Towards Visual 3D Scene Understanding and Prediction for ADAS
NEC Labs America
Date : 23/12/2016
Modern advanced driver assistance systems (ADAS) rely on a range of sensors including radar, ultrasound, cameras and LIDAR. Active sensors such as radar are primarily used for detecting traffic participants (TPs) and measuring their distance. More expensive LIDAR are used for estimating both traffic participants and scene elements (SEs). However, camera-based systems have the potential to achieve the same capabilities at a much lower cost, while allowing new ones such as determination of TP and SE types as well as their interactions in complex traffic scenes.

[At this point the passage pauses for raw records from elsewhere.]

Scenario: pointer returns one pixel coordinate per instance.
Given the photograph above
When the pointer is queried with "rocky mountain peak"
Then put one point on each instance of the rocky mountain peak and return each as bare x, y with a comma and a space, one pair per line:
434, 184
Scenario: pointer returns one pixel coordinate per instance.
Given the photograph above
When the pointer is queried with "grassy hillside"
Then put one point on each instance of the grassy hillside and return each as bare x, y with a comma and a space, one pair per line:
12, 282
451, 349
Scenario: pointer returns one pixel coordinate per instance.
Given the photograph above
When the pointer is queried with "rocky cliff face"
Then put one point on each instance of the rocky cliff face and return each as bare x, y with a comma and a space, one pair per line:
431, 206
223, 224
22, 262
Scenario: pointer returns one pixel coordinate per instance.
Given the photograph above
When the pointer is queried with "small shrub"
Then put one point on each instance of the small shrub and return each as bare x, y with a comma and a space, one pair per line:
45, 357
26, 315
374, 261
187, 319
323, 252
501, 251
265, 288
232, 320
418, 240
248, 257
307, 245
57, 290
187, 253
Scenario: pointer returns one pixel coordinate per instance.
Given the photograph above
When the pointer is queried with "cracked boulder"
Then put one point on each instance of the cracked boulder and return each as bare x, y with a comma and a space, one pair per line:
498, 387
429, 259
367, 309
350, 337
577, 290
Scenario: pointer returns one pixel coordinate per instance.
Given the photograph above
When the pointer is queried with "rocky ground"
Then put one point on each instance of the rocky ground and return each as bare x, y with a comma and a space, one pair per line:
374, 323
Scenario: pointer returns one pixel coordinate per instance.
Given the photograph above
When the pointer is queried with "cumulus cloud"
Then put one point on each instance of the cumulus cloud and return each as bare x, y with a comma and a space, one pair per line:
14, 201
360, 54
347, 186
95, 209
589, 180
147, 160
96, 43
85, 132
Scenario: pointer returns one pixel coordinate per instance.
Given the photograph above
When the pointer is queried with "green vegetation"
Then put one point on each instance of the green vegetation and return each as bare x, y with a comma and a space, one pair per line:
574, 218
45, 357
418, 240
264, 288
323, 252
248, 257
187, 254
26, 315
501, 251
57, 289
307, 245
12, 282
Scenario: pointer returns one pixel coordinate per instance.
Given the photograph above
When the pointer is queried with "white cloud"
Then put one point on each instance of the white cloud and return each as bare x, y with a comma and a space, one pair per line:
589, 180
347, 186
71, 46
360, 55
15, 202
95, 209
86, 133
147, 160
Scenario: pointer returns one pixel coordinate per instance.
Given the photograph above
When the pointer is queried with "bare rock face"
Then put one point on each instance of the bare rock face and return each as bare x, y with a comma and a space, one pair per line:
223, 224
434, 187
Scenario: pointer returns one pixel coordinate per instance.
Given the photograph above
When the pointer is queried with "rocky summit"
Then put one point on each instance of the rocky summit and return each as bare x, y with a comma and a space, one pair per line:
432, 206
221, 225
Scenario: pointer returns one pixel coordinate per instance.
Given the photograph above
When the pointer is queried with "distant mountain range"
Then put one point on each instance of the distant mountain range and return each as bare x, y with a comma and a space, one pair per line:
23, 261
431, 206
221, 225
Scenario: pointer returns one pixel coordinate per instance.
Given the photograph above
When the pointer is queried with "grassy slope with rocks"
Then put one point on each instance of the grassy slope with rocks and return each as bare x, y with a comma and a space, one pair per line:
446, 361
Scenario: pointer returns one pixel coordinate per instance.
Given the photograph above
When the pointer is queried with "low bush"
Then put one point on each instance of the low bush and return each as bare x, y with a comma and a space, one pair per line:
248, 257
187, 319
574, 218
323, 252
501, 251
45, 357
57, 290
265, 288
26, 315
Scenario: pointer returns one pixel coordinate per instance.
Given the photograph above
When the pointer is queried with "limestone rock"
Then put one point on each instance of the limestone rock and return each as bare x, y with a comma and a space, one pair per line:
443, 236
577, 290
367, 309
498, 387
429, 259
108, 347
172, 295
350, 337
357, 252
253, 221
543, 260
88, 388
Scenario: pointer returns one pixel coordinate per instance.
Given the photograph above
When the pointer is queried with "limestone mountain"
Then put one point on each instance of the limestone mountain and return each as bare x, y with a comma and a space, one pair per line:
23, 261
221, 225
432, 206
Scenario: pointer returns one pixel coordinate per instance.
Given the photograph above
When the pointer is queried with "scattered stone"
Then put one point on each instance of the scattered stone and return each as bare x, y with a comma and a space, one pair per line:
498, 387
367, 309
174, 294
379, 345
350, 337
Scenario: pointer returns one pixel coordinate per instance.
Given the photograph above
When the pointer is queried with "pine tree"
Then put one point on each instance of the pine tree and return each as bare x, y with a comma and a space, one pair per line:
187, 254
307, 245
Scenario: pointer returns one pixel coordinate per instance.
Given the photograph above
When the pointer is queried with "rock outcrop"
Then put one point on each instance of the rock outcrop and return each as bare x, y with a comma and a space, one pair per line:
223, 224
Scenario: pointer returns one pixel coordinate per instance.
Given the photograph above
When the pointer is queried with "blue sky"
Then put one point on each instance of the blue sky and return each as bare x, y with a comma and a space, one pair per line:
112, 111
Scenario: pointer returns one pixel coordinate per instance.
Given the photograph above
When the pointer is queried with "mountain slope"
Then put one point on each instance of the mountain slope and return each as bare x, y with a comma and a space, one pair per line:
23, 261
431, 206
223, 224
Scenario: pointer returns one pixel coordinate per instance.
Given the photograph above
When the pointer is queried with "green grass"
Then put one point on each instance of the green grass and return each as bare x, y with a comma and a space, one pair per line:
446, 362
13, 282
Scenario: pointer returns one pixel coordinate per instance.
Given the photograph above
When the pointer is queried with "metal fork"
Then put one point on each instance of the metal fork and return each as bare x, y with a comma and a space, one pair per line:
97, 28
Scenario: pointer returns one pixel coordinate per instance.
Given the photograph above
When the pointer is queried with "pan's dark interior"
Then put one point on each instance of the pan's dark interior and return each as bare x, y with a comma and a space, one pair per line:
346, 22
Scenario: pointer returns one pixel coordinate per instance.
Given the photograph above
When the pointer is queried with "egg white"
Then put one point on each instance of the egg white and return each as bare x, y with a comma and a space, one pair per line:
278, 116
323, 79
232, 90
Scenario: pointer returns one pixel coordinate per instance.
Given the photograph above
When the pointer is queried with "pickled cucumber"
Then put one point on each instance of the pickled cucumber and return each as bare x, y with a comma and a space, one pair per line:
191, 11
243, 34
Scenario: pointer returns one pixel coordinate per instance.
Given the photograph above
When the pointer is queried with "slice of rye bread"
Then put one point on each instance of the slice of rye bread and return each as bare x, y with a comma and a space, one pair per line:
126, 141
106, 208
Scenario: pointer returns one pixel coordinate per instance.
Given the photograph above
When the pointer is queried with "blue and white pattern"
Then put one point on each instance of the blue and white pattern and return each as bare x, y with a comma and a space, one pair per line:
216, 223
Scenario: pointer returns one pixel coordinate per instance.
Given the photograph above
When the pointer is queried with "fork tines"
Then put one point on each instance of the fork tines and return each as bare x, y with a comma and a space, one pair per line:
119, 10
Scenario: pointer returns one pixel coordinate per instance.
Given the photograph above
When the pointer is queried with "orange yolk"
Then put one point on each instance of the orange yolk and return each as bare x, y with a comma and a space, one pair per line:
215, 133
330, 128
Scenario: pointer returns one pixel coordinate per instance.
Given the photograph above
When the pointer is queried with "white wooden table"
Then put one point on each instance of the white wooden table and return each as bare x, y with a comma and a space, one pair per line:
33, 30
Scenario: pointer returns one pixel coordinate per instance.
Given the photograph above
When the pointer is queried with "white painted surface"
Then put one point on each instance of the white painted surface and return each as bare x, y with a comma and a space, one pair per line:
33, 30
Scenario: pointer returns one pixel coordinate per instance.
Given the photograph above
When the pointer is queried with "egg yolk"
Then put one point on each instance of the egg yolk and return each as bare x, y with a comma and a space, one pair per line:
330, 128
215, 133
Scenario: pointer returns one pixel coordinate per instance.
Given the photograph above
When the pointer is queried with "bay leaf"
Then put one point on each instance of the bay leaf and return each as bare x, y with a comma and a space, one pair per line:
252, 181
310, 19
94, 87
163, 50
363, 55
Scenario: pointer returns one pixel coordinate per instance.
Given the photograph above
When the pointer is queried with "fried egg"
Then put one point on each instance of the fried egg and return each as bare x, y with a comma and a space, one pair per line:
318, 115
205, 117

In this talk, we present several technological developments for ADAS. A common theme is to overcome challenges posed by lack of large-scale annotations in deep learning frameworks. We introduce approaches to correspondence estimation that are trained on purely synthetic data but adapt well to real data at test-time. Posing the problem in a metric learning framework with fully convolutional architectures allows estimation accuracies that surpass other state-of-art by large margins. We introduce object detectors that are light enough for ADAS, trained with knowledge distillation to retain accuracies of deeper architectures. Our semantic segmentation methods are trained on weak supervision that requires only a tenth of conventional annotation time. We propose methods for 3D reconstruction that use deep supervision to recover fine object part locations, but rely on purely synthetic 3D CAD models. Further, we develop generative adversarial frameworks for reconstruction that alleviate the need to even align the 3D CAD models with images at train time. Finally, we present a framework for TP behavior prediction in complex traffic scenes, that utilizes the above as inputs to predict future trajectories that fully account for TP-TP and TP-SE interactions. Our approach allows prediction of diverse uncertain outcomes and is trained with inverse optimal control to predict long-term strategic behaviors in complex scenes.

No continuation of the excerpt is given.